There were six fire tenders here on Friday when the fire began at 3 pm. Today there were only two left. And even as a court of inquiry has been ordered to establish the reasons for the fire, there is not much evidence left. If a short-circuit had caused the fire, there is no word on what had happened to the circuit-breaker or fuses.

According to one official, if the fuses were rendered non-operational, it had to be done through the computers. The computers have melted down in the the fire and the evidence, if any, has been lost.

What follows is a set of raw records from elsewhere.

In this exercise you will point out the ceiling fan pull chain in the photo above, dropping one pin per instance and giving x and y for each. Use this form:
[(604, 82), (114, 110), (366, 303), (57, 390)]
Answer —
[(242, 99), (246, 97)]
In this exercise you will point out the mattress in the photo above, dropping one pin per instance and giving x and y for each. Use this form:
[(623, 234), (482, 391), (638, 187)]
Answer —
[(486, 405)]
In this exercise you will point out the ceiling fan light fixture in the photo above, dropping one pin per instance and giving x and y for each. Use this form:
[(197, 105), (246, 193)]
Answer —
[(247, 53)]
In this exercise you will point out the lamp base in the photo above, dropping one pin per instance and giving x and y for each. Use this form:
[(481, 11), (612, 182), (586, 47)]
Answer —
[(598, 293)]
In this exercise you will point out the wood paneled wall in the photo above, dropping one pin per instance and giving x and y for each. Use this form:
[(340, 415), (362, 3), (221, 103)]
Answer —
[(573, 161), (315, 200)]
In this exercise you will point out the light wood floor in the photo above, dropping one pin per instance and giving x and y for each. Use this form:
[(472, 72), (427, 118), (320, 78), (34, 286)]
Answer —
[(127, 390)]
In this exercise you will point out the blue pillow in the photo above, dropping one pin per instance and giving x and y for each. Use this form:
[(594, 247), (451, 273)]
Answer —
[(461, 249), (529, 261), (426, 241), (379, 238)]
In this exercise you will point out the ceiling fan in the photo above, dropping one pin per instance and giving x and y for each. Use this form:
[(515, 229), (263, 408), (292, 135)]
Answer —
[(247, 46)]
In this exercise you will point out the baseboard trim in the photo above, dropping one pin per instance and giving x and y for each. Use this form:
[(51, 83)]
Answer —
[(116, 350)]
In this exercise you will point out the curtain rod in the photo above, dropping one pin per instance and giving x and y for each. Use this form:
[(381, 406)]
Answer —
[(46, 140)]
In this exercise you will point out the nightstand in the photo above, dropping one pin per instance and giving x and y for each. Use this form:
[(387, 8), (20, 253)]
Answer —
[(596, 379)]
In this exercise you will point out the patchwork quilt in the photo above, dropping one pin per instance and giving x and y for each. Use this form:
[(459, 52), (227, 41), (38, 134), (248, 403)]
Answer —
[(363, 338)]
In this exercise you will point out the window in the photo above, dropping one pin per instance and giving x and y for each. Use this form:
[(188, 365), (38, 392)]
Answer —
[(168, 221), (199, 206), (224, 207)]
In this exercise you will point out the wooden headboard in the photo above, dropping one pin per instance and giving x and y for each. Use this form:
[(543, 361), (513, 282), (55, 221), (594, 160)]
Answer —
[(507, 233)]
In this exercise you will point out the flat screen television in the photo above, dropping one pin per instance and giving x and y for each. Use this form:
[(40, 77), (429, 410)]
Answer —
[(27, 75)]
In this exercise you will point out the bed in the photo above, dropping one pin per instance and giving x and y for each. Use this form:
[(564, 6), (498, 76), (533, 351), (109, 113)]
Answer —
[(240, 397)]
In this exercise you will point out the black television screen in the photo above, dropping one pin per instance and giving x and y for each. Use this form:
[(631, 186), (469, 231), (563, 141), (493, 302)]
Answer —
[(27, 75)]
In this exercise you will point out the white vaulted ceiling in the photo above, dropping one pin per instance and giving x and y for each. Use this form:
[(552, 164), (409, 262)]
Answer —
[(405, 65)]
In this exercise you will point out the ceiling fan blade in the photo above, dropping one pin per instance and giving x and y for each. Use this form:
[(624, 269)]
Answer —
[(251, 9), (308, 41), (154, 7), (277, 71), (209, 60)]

About 20 villages had been listed for evacuation, including the main town of Bharatpur. Only 12 were evacuated till this afternoon and the rest were being taken to camps set up in schools and guest-houses in Mathura.

There is a logic behind listing particular villages for evacuation. The projectiles stored at the depot, especially the surface-to-air missiles, are tilted in a particular direction. This makes all the villages in the direction of Bharatpur town, the railway station and the Hindustan Petroleum storage area en route to the Mathura refinery vulnerable.

It was painful to watch the 155-mm and 130-mm surface-to-air missiles, which were a vital part of our air defence, take off at the frequency of one every 15 minutes. At night they looked like smouldering arrows of fire disappearing into the darkness and in the light of the day the devastation was too widespread and heart-rending.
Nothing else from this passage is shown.